Taxation of international executives
The extent of the liability to UK tax on earnings depends upon the individual’s residence status in the United Kingdom. This is determined using the Statutory Residence Test (SRT).
The domicile status of the individual can also affect the tax liability and this is particularly relevant as many cross border inbound assignees are likely to be foreign domiciliaries (non-doms).
The taxation of non-doms has been significantly amended in the recent Finance Bill and the changes came into effect from 6 April 2017. The main change is the introduction of the concept of “deemed domicile” for Income Tax and CGT and the alignment of the IHTconcept of deemed domicile with the new Income Tax/CGT definition.
Broadly speaking this means that a non-dom now becomes deemed domiciled in the UK once they have been resident in the U.K for 15 out of the previous 20 tax years. Once deemed domiciled, the individual can no longer claim the remittance basis of taxation (unless subject to the 2,000 GBP (Pound sterling) de minimis – see below) and is liable to UK IHT on their worldwide assets.
The anticipated impact of this change on short-term assignments should be minimal.
The other main change is targeted at those born in the UK and who had a UK domicile of origin but now claim to have a foreign domicile of choice. Under the old rules, such individuals would benefit from the same UK tax treatment as other non-doms, notwithstanding their former links to the UK.
Under the new rules however, while UK resident, they are treated as deemed domiciled for UK tax purposes even though they assert a foreign domicile of choice under general principles. As such, the individual can no longer claim the remittance basis of taxation (unless subject to the GBP2,000 de minimis – see below) and is liable to UK IHT on their worldwide assets (subject to a very short grace period).
The impact on those who fall within the scope of this change (i.e. UK resident, born in the UK with a UK domicile of origin but asserting a foreign domicile of choice) is likely to be materially adverse and advice should be sought immediately.
The article that follows is based on the law as it stands at the time of writing (January 2019).
The maximum UK income tax rate for the tax year ending 5 April 2020 is 45 percent (the UK tax year that runs from 6 April 2019 to 5 April 2020 is commonly referred to as 2019/20).

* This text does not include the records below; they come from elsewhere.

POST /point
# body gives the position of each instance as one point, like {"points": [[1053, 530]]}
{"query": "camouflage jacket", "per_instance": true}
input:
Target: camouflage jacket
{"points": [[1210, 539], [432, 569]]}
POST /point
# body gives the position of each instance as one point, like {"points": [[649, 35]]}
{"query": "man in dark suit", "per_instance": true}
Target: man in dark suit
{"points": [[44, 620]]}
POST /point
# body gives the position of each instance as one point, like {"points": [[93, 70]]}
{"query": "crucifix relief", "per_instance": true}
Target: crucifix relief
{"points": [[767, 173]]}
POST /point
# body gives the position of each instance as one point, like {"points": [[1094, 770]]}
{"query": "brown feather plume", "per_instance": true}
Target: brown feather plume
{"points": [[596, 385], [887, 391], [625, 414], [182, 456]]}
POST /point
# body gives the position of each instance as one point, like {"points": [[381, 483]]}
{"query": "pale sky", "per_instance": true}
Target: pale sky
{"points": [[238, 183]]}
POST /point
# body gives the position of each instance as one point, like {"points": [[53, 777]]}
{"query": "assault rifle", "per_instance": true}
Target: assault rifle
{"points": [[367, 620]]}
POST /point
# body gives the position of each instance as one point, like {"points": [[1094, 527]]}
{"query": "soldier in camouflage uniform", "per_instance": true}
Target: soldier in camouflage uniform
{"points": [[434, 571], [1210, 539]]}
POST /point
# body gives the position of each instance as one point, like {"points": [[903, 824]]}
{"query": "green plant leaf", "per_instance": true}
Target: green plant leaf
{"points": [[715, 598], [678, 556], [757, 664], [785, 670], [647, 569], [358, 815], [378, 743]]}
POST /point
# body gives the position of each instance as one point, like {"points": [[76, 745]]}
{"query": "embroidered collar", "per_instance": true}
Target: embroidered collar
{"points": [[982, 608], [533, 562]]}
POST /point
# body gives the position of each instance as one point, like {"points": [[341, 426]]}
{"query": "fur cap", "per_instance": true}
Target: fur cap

The UK tax authority is known as Her Majesty’s Revenue and Customs (HMRC).
The official currency of the UK is the pound sterling, often referred to just as sterling or as the British pound (GBP). The UK has a decimal currency system with 100p (pence) making up GBP 1 (one pound).
Herein, the host country/territory refers to the country/territory to which the employee is assigned. The home country/territory refers to the country/territory where the assignee lives when they are not on assignment.